後ろから椅子を引きずる音が聞こえたが、俺は無視した。パタパタと足音が次第に大きくなって、唐突に俺の腕を掴まれた。悲痛な視線を背中に感じたが、振り向くことはなかった。

「あなたは家族だから忘れることはないかもしれない。でも俺は違うんです」と俺は言った。

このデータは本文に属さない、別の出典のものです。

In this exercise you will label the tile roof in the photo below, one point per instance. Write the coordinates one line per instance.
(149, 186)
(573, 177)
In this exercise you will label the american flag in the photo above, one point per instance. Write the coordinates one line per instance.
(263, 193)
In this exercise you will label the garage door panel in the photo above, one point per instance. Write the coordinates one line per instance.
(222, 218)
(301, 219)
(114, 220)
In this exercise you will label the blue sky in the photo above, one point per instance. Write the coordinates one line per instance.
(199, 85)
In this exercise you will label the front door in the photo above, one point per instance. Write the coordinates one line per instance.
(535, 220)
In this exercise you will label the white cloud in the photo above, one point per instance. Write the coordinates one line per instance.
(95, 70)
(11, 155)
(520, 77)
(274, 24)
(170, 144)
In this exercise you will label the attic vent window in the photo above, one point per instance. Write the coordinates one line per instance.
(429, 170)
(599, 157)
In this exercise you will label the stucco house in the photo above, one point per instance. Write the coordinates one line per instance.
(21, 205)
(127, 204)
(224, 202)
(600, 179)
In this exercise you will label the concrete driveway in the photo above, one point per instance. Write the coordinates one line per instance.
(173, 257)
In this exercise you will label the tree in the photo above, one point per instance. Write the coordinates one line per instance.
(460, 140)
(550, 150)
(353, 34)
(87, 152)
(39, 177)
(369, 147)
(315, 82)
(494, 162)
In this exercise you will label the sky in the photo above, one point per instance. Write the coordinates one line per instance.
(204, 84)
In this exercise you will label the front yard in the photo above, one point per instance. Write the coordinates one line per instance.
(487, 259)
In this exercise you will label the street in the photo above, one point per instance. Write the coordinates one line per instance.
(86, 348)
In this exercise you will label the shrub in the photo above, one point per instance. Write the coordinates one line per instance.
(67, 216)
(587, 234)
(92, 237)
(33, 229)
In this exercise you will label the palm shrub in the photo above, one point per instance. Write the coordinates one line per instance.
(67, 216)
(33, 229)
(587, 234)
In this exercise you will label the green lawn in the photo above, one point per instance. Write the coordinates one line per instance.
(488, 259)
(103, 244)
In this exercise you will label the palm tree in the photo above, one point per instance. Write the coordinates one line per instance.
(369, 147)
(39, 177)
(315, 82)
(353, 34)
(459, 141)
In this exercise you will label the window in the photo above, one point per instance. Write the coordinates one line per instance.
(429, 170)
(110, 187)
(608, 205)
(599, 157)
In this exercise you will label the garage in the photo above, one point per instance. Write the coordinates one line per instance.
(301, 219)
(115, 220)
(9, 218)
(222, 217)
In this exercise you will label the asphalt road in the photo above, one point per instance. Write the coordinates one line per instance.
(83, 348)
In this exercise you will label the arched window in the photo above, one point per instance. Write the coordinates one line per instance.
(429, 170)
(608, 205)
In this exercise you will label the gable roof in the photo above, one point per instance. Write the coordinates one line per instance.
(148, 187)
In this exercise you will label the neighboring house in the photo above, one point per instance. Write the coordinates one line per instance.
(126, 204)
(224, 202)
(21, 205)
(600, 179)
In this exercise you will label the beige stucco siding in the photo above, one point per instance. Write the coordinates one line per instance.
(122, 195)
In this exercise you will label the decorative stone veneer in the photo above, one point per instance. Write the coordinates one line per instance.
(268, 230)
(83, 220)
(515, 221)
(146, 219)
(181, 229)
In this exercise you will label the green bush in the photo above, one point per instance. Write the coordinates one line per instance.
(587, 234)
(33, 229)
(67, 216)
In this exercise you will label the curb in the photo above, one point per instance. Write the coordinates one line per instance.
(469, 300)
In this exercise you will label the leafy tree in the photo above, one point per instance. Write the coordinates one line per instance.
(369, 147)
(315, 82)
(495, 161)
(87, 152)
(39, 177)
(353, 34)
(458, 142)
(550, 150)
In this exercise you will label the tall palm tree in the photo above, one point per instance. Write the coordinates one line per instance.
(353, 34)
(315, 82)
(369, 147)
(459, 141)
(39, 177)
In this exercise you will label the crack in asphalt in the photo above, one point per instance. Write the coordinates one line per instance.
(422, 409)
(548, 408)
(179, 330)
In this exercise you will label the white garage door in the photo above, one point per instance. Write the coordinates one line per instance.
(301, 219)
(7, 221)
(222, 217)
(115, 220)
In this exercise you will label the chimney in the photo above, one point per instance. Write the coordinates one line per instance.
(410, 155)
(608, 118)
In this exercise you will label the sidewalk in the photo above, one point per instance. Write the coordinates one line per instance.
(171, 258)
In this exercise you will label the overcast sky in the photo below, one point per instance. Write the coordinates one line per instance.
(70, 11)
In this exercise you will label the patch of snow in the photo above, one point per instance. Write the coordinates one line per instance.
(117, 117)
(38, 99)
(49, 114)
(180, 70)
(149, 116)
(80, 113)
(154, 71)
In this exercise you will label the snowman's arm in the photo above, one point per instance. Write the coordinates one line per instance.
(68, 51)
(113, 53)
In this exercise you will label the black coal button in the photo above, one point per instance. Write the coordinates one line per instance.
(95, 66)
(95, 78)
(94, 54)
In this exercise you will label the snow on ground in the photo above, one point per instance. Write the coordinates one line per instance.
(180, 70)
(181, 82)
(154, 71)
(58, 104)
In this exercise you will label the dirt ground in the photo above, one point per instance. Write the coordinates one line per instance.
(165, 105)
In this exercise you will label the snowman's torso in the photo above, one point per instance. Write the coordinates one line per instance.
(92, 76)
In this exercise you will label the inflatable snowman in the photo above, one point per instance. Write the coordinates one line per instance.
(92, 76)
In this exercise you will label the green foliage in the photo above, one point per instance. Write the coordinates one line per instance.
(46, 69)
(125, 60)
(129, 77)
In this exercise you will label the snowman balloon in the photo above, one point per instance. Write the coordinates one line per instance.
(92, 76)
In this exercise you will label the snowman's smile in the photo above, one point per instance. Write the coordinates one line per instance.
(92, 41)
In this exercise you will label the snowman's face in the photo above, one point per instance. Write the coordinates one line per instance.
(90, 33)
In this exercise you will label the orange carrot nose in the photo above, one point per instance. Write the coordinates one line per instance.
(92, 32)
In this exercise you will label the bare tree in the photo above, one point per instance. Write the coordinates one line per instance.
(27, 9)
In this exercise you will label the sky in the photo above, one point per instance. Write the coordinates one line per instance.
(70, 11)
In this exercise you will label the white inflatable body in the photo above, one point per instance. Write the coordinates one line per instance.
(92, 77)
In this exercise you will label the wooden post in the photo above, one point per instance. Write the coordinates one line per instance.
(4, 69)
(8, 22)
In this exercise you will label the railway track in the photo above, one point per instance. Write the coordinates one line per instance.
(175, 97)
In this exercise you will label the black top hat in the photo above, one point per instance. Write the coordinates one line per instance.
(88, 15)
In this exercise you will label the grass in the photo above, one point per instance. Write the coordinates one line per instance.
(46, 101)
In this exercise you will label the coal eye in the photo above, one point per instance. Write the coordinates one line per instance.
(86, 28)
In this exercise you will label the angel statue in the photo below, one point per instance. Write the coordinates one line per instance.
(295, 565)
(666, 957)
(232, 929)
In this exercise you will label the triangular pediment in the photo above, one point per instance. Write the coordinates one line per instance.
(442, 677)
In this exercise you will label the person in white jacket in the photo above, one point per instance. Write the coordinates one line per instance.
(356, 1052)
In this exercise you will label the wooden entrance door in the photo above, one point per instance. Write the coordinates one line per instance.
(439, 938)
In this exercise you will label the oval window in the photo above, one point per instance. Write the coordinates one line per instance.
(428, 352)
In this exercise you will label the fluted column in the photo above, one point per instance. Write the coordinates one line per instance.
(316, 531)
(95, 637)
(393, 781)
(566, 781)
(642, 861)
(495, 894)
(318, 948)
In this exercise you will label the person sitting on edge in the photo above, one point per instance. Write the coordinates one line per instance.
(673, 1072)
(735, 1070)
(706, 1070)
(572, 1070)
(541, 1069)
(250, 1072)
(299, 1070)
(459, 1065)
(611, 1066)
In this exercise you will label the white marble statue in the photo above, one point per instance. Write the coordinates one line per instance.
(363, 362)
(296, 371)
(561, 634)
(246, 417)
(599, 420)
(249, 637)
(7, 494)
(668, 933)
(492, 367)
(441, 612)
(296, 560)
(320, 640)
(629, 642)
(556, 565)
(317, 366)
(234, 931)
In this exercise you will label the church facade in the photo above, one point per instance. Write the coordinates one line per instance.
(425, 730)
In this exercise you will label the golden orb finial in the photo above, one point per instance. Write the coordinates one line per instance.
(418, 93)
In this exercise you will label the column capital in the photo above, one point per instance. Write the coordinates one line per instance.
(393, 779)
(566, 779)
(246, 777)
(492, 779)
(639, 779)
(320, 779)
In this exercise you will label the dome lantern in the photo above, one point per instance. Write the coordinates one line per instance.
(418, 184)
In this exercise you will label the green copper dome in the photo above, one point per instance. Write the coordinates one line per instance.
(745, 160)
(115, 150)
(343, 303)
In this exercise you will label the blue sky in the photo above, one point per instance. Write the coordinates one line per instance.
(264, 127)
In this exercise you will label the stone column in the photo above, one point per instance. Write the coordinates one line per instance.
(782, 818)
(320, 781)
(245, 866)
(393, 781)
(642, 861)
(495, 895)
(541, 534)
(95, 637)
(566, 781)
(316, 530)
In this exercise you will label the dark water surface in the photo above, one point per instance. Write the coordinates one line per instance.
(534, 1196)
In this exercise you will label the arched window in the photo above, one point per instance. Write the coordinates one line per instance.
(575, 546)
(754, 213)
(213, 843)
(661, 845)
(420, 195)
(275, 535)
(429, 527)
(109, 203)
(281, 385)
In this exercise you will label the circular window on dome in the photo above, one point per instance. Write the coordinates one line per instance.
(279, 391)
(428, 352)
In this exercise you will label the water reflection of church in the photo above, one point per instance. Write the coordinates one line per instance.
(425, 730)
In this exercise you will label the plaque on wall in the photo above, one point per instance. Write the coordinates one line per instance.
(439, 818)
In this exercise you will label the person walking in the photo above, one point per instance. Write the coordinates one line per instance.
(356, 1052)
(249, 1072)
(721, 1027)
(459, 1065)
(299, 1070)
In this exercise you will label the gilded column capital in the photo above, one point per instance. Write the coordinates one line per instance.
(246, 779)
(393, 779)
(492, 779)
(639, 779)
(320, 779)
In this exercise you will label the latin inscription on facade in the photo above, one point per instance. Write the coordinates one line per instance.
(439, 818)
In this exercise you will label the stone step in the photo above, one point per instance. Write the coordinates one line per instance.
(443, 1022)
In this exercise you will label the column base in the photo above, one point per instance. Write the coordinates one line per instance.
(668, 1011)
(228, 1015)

 洋さんは何も言わなかった。荒い息遣いだけが部屋に響いていた。

「恋人の繋がりは切れやすいんです」

 俺は腕を振り解き、逃げ出すように外へ出た。

帰り道を影を見ながらとぼとぼと歩く。ぼんやりと空を仰ぐと、自分の影が空に写った。何も考えず眺めたいと思っても、洋さんの言葉が脳を過ぎる。

あの人は前向きになれと言った。だが、俺はその意味に釈然としなかった。前を向くことは玲奈を忘れることと同じだ。そんなものは前向きなどでない。ただの逃避だ。

好きな人を忘れて新しい出会いに一喜一憂し、今だけを見ながら自分だけの人生を過ごす。

だとしたら、俺は前に向きたくない。

 それだけ玲奈を大切に想っていた。大切だったから簡単に切り離せない。

 玲奈を忘れずに生きていくことは、俺にできる唯一の償いだった。